Not Avaz International Dance Theatre. This 14-year-old, locally based ensemble began its performance Sunday at the Wilshire Ebell with one of its four newest pieces, Anthony Shay’s leisurely arrangement of social dances from Split, Croatia. The eight couples wore heavy black clothes, with aprons and bows of brighter, often glittering, fabric ornamenting the women. The step and spatial design of the dance exuded architectural formality: people gliding through geometric configurations defining their plateau in a class structure.

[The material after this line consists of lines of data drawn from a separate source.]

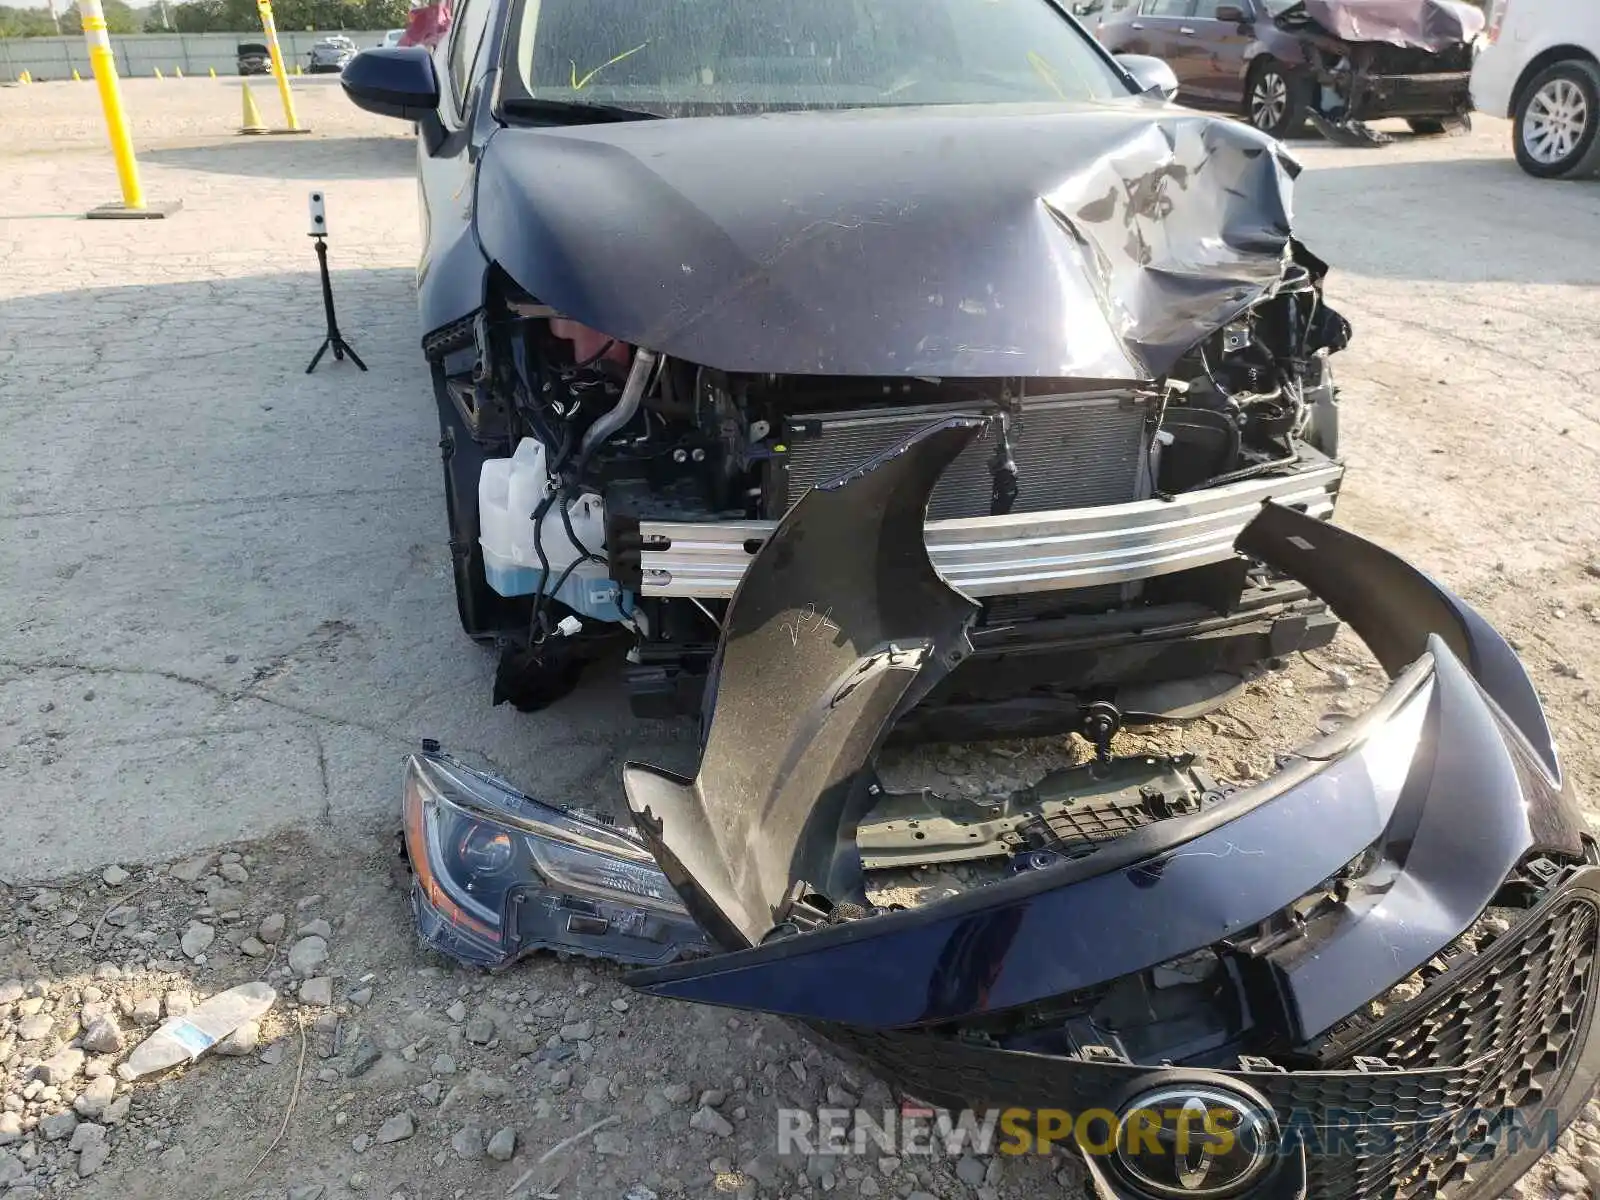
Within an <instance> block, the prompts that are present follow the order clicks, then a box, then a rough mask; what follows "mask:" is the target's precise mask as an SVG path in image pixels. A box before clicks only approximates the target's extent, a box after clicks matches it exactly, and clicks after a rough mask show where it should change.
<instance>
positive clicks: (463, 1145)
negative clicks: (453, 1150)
mask: <svg viewBox="0 0 1600 1200" xmlns="http://www.w3.org/2000/svg"><path fill="white" fill-rule="evenodd" d="M450 1149H453V1150H454V1152H456V1157H458V1158H464V1160H466V1162H469V1163H472V1162H477V1160H478V1158H482V1157H483V1130H478V1128H475V1126H472V1125H462V1126H461V1128H459V1130H456V1134H454V1136H453V1138H451V1139H450Z"/></svg>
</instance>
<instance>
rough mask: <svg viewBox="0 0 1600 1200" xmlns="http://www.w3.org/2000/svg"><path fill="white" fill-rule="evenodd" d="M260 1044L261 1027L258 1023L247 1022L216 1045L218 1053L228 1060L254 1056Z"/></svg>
mask: <svg viewBox="0 0 1600 1200" xmlns="http://www.w3.org/2000/svg"><path fill="white" fill-rule="evenodd" d="M259 1043H261V1026H259V1024H258V1022H256V1021H246V1022H245V1024H242V1026H240V1027H238V1029H235V1030H234V1032H232V1034H229V1035H227V1037H224V1038H222V1040H221V1042H218V1043H216V1053H218V1054H224V1056H226V1058H245V1056H246V1054H254V1053H256V1046H258V1045H259Z"/></svg>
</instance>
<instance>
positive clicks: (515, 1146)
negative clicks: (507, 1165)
mask: <svg viewBox="0 0 1600 1200" xmlns="http://www.w3.org/2000/svg"><path fill="white" fill-rule="evenodd" d="M485 1149H486V1152H488V1155H490V1158H493V1160H494V1162H498V1163H509V1162H510V1158H512V1155H514V1154H517V1131H515V1130H512V1128H510V1126H509V1125H507V1126H506V1128H504V1130H499V1131H498V1133H496V1134H494V1136H493V1138H490V1144H488V1146H486V1147H485Z"/></svg>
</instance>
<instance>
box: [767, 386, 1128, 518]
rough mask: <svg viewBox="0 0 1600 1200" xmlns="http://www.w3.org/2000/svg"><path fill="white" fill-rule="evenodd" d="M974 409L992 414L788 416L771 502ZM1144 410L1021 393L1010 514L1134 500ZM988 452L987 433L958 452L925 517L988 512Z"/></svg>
mask: <svg viewBox="0 0 1600 1200" xmlns="http://www.w3.org/2000/svg"><path fill="white" fill-rule="evenodd" d="M981 411H995V410H994V408H989V410H984V408H982V406H981V405H923V406H917V408H869V410H858V411H850V413H827V414H816V416H803V418H802V416H795V418H790V419H789V422H787V426H786V430H784V434H786V438H787V445H789V453H787V454H786V456H784V459H782V461H784V462H787V480H786V486H784V488H778V490H776V491H778V494H776V496H774V499H776V502H778V504H779V506H786V504H789V502H792V501H794V499H797V498H798V496H800V493H802V491H803V490H805V488H808V486H813V485H816V483H826V482H827V480H830V478H837V477H838V475H843V474H845V472H848V470H854V469H856V467H859V466H861V464H864V462H867V461H870V459H872V458H874V456H875V454H878V453H882V451H885V450H888V448H890V446H893V445H894V443H896V442H901V440H902V438H907V437H910V435H912V434H915V432H918V430H922V429H926V427H928V426H930V424H931V422H934V421H938V419H939V418H944V416H950V414H955V413H981ZM1147 414H1149V410H1147V405H1146V403H1144V400H1142V398H1141V397H1138V395H1134V394H1128V392H1117V394H1109V395H1107V394H1094V395H1048V397H1029V398H1024V400H1022V402H1021V413H1019V414H1018V416H1016V418H1013V422H1011V456H1013V461H1014V462H1016V469H1018V496H1016V504H1014V507H1013V512H1046V510H1050V509H1080V507H1093V506H1099V504H1125V502H1128V501H1134V499H1144V494H1141V491H1147V472H1146V470H1144V448H1146V438H1147V434H1146V418H1147ZM994 451H995V434H994V432H990V434H989V435H987V437H984V438H981V440H978V442H974V443H973V445H971V446H968V448H966V450H965V451H962V456H960V458H957V459H955V462H952V464H950V467H949V470H946V472H944V478H942V480H939V486H936V488H934V490H933V499H931V501H930V502H928V518H930V520H946V518H950V517H987V515H989V498H990V493H992V490H994V482H992V477H990V470H989V459H990V458H992V456H994ZM781 510H782V507H778V512H781Z"/></svg>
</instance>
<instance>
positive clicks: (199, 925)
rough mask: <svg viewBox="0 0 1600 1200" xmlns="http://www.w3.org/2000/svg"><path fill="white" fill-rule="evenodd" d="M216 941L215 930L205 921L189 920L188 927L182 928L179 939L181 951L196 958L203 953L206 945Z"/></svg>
mask: <svg viewBox="0 0 1600 1200" xmlns="http://www.w3.org/2000/svg"><path fill="white" fill-rule="evenodd" d="M214 941H216V930H213V928H211V926H210V925H206V923H205V922H190V923H189V928H187V930H184V936H182V939H181V941H179V946H181V947H182V952H184V954H186V955H189V957H190V958H198V957H200V955H202V954H205V950H206V947H208V946H210V944H211V942H214Z"/></svg>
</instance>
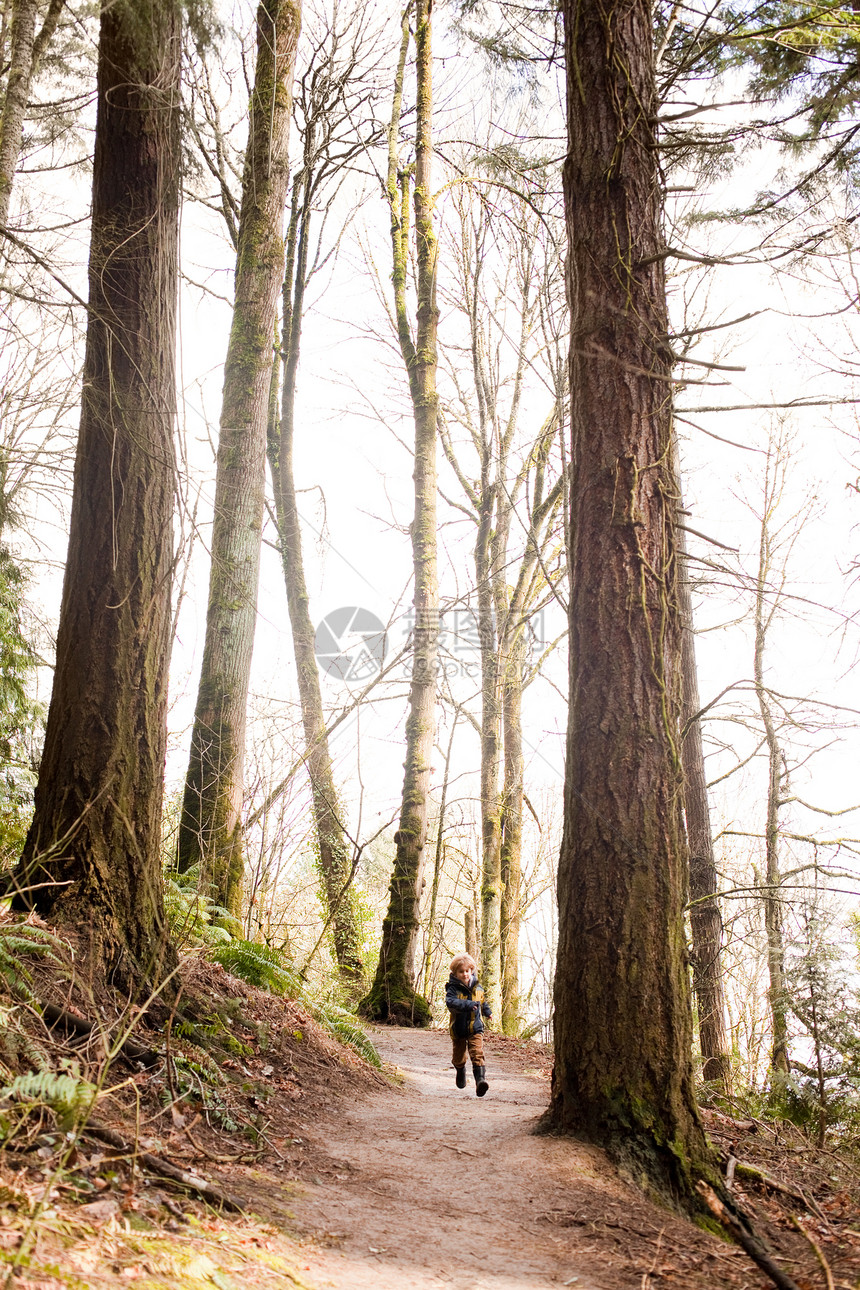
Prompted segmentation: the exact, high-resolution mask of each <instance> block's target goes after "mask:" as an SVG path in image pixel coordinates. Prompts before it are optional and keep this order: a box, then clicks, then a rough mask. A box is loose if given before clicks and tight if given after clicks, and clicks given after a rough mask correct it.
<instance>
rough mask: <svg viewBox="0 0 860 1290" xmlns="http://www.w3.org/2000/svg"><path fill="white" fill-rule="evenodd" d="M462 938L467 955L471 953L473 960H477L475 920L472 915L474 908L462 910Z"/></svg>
mask: <svg viewBox="0 0 860 1290" xmlns="http://www.w3.org/2000/svg"><path fill="white" fill-rule="evenodd" d="M463 940H464V944H465V952H467V955H471V956H472V958H474V961H476V962H477V961H478V931H477V920H476V917H474V909H464V911H463Z"/></svg>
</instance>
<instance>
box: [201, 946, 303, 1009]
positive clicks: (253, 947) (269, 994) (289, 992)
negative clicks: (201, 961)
mask: <svg viewBox="0 0 860 1290" xmlns="http://www.w3.org/2000/svg"><path fill="white" fill-rule="evenodd" d="M210 956H211V958H214V960H215V962H217V964H220V965H222V967H226V969H227V971H230V973H232V974H233V977H241V979H242V980H246V982H248V983H249V986H257V988H258V989H267V991H268V992H269V995H289V996H290V998H295V997H297V996H298V995H299V993H300V992H302V986H300V982H299V979H298V977H297V975H295V973H294V970H293V969H291V967H290V966H289V965H288V962H286V961H285V958H284V955H282V953H281V952H280V951H279V949H273V948H272V947H271V946H263V944H259V943H258V942H257V940H237V939H236V940H230V942H228V943H227V944H224V946H215V948H214V949H213V951H211V955H210Z"/></svg>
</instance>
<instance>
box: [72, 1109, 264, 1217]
mask: <svg viewBox="0 0 860 1290" xmlns="http://www.w3.org/2000/svg"><path fill="white" fill-rule="evenodd" d="M84 1134H85V1135H88V1136H90V1138H95V1139H98V1140H99V1142H106V1143H107V1144H108V1147H113V1149H115V1151H119V1152H121V1153H122V1155H124V1156H129V1157H134V1156H137V1158H138V1160H139V1161H141V1164H142V1165H146V1167H147V1169H148V1170H150V1171H151V1173H153V1174H159V1175H160V1176H161V1178H171V1179H173V1180H174V1182H175V1183H182V1186H183V1187H187V1188H188V1191H192V1192H196V1193H197V1195H199V1196H202V1198H204V1200H208V1201H214V1202H215V1204H217V1205H223V1206H224V1209H228V1210H232V1211H233V1213H235V1214H244V1213H245V1206H244V1205H242V1202H241V1201H239V1200H236V1197H233V1196H228V1195H227V1192H222V1191H220V1188H218V1187H215V1186H214V1184H213V1183H210V1182H208V1180H206V1179H205V1178H200V1176H199V1175H197V1174H190V1173H187V1171H186V1170H184V1169H178V1167H177V1166H175V1165H171V1164H170V1161H169V1160H162V1158H161V1156H153V1155H152V1152H148V1151H135V1148H134V1147H133V1146H132V1143H128V1142H125V1139H124V1138H121V1136H120V1135H119V1133H115V1131H113V1129H108V1127H107V1125H99V1124H93V1121H92V1120H90V1121H89V1122H88V1124H86V1125H85V1126H84Z"/></svg>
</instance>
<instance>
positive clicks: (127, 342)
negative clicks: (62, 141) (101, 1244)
mask: <svg viewBox="0 0 860 1290" xmlns="http://www.w3.org/2000/svg"><path fill="white" fill-rule="evenodd" d="M179 50H181V32H179V4H178V0H111V3H107V0H106V3H103V5H102V14H101V36H99V54H98V110H97V124H95V159H94V170H93V226H92V243H90V258H89V292H90V295H89V324H88V332H86V356H85V364H84V386H83V402H81V422H80V435H79V441H77V457H76V463H75V488H73V497H72V513H71V529H70V542H68V560H67V564H66V578H64V583H63V599H62V608H61V617H59V630H58V636H57V668H55V673H54V688H53V694H52V700H50V710H49V715H48V729H46V734H45V748H44V753H43V760H41V769H40V775H39V784H37V788H36V813H35V817H34V822H32V826H31V828H30V833H28V836H27V842H26V846H24V851H23V857H22V860H21V864H19V866H18V869H17V871H15V882H17V894H15V899H14V903H15V906H17V907H18V908H35V909H37V911H39V912H40V913H44V915H49V916H52V917H53V918H57V920H64V921H67V922H73V924H75V925H76V926H77V929H79V930H80V931H83V933H84V935H85V937H89V939H90V942H92V946H93V948H94V949H95V951H97V952H99V953H101V955H102V956H103V957H104V960H106V965H107V967H108V970H111V971H112V973H113V974H115V977H116V978H117V979H120V980H124V982H126V983H128V984H146V983H150V984H151V983H153V982H155V980H157V977H159V971H160V970H162V969H164V967H165V966H166V964H168V962H169V958H170V948H169V946H168V943H166V931H165V924H164V904H162V895H161V866H160V841H161V837H160V829H161V795H162V778H164V760H165V747H166V722H165V713H166V681H168V658H169V645H170V590H171V568H173V556H171V521H173V486H174V453H173V414H174V347H175V310H177V259H178V255H177V248H178V210H179V165H181V147H179Z"/></svg>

Tempo and complexity did increase toward the end, but essentially Shay dropped us into a world that we’d probably find insufferably stodgy if we brought our modern values to it. But Avaz managed to keep us interested, awake our anthropological curiosity and perhaps even deliver a shock of recognition: Some of these solemn old geezers resembled the photos of our grandparents at our age.
Two new classical dances from Uzbekistan, Central Asia, contrasted the flowing style characteristic of Samarkand with the vigorous attacks associated with Bukhara. (Shay’s spoken introductions made sure we understood the difference.)
Carolyn Krueger’s Samarkand solo emphasized rippling movements of the wrists, arms and shoulders. Her Bukhara duet with co-choreographer Ixchel Dimetral-Maerker (often juxtaposed with Krueger in mirror-synchrony) featured intricately segmented gestural statements, bold manipulation of long headdress-veils and kneeling backbends displaying great flexibility of the upper torso. Samarkand had the benefit of live accompaniment but Bukhara had to accept taped percussion: a rare lapse of Avaz standards.
Shay spoke of the relationship of Uzbek culture to Iranian traditions--a point of pride to the many Iranian-Americans in the audience and an insight to everyone else.
Maerker’s new Persian court ensemble for six women showed those traditions at their most elegant, with the delicate accents from the dancers’ finger cymbals highlighting their rhythmic undulations. However, the piece seemed much too short for its wealth of movement and costume detail to make an effect.
Among familiar repertory, Shay’s suite from Bosnia proved one of Avaz’s finest achievements: strikingly staged and memorable for the sheer weight and conviction of the dancing as well as the variety of occupations and national influences depicted. Cultural time travel at its most persuasive.